Safety research

publish what would have saved us a month

Our research program is small and applied: we study the failure modes of the system we actually run, and we publish what we learn. The bar for publishing is concrete — would this note have saved us a month if someone else had written it first? We are honest about what we are not: we are not a frontier alignment lab, we do not work on existential-scale questions, and pretending otherwise would be costume. Where our scale gives us a real edge is in the unglamorous middle layer — how injection behaves in real document pipelines, how task-scoped permissions hold up against chained workflows, how retention metrics interact with trust.
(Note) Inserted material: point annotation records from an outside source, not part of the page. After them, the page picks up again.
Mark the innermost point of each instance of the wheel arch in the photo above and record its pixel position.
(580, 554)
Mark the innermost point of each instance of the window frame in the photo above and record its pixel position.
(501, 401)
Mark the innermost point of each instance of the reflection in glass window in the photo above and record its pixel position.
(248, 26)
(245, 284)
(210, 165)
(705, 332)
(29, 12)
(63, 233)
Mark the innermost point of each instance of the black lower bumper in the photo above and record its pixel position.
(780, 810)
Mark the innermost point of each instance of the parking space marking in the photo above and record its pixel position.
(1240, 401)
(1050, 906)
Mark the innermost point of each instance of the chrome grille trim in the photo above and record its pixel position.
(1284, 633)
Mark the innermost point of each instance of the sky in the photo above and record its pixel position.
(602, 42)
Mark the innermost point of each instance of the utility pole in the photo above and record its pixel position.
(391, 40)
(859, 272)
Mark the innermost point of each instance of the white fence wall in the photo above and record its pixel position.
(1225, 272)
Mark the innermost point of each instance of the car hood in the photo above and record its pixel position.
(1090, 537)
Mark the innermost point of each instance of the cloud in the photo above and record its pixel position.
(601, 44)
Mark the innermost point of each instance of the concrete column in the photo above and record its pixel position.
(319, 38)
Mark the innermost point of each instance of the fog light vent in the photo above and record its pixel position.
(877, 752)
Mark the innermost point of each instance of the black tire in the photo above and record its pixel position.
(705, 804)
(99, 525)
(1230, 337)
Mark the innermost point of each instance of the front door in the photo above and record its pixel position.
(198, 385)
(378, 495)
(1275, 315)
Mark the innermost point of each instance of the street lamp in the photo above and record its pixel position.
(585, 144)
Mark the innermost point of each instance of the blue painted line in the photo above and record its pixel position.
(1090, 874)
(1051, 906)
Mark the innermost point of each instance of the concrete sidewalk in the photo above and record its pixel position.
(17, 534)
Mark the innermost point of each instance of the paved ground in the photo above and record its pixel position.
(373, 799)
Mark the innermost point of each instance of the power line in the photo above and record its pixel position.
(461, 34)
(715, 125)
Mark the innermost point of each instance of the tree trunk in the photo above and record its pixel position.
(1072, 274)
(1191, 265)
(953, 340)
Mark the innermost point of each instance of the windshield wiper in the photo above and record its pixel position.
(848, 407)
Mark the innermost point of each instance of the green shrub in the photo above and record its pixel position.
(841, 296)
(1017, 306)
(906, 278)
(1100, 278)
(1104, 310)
That is the layer most production assistants live in and almost nobody documents, so that is where we dig.

[ what we actually run ]

[01]

Public research notes from production failures

When a safety mechanism fails or surprises us, the writeup is published as a research note — mechanism, failure, fix, residual risk — with enough detail to be reproduced. The embarrassing parts stay in, because that is where the information is.

[02]

The injection corpus as a research artifact

Our versioned injection corpus is studied, not just executed: we classify payloads by mechanism, track which classes our defenses age against, and document the taxonomy publicly so smaller teams do not have to rediscover it.

[03]

Trust-kernel instrumentation as a dataset

The kernel's scope-check logs — what was requested, what was granted, what was denied — form a longitudinal record of how a permissioned runtime behaves under real workloads. We analyze it for drift and near-misses, and publish the aggregate patterns.

[04]

Replication before novelty

Before we claim a finding, we replicate it across model providers and across task families. A result that only holds for one model is a configuration note, not a finding, and we label it accordingly.

[ open questions — honestly ]

  • Publishing detailed injection taxonomies helps defenders and attackers alike. We currently publish mechanisms but hold back working payloads, and we are not certain that line is drawn in the right place.
  • Applied safety research at one company generalizes only as far as that company's architecture. We do not know which of our findings are facts about permissioned runtimes and which are facts about ours.